Photo credit: Mark McCullough.
New Jersey behavioral health member discusses unionization challenges
By Mark McCullough ·

Sharon McLean, a residential counselor with SERV Centers of New Jersey in Mercer County, knows well the challenges workers like her face in trying to organize a union.

McLean was invited to share her knowledge and perspectives at a pre-Labor Day Facebook roundtable organized by Labor Secretary Marty Walsh and AFL-CIO President Liz Shuler.

McLean and five other workers from across the country representing a variety of industries spoke at the event. They are all grappling with employers who are trying to stop them from gaining a voice at work through tactics such as bullying and intimidation.

McLean knows of SERV’s untapped potential because, as a 22-year veteran, she remembers when there was little turnover, safe working conditions and when employees were rewarded for their hard work.

“When I first started at SERV, it was a great company,” said McLean.

Now, she says, “SERV is not making it a safe environment for consumers” or investing in the people who deliver services.

Nearly two years ago, McLean and her co-workers formed a union through AFSCME New Jersey (Council 63). But they have yet to secure their first contract. Frustrated, residential counselors and maintenance workers SERV Centers in Mercer County voted overwhelmingly to stage a 24-hour strike on Labor Day.

McLean said SERV management has tried bullying, intimidation and lies to get workers to prevent a contract.
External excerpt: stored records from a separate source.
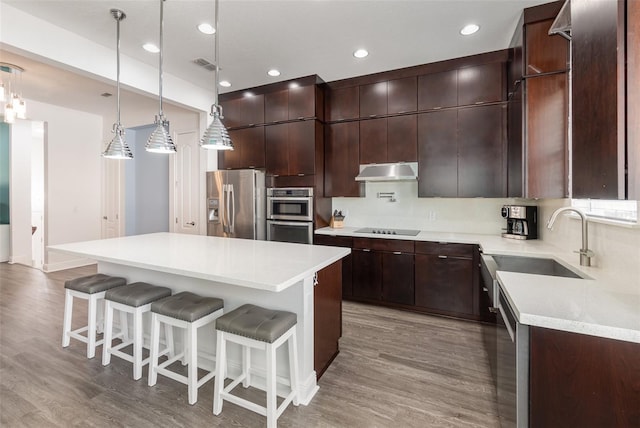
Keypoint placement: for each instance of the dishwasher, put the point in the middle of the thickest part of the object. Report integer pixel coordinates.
(511, 354)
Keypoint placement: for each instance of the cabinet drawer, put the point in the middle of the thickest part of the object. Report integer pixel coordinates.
(336, 241)
(445, 249)
(383, 244)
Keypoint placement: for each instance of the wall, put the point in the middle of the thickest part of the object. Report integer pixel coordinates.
(474, 215)
(146, 186)
(72, 179)
(617, 248)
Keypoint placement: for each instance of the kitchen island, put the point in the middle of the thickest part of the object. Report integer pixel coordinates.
(271, 274)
Their true priorities show in their spending, she said.

“Instead of putting money into the employees and the facilities, they have been giving themselves bigger raises and bigger bonuses after taking away our bonuses and giving no raises for eight straight years,” McLean said on the roundtable.

AFL-CIO’s Shuler, the labor federation’s first female president, said, “Unions are actually the way to take on issues like fairness on the job, fighting discrimination, access to high quality and good paying jobs.”

Shuler said workers organize in the face of anti-worker laws and shameful employer tactics “because we care about our coworkers, we care about our communities, about the work that we do, we care about the people we serve.”

AFSCME’s commitment to behavioral health workers in New Jersey and nationwide remains strong. Through the United We Heal campaign, our union is working hard to give workers in the industry a voice on the job and opportunities to build power.

Walsh reiterated that President Joe Biden supports reforming the system to give workers who want to form unions a better chance at doing so.

“President Biden has made it very clear, from the beginning of his presidency through today, that workers should have the right to organize, workers should have the right to collectively bargain, all workers should be in the middle class and all workers should have those rights and protections across this country,” he said.

As public support for unions reaches its highest level since 1965, AFSCME and other unions are pushing Congress to pass the Protecting the Right to Organize, or PRO, Act and the Public Service Freedom to Negotiate Act.

McLean and her co-workers are ready to keep fighting until they gain the respect they deserve.

“I love what I do,” said McLean. “Our union will give us a voice and make us stronger.”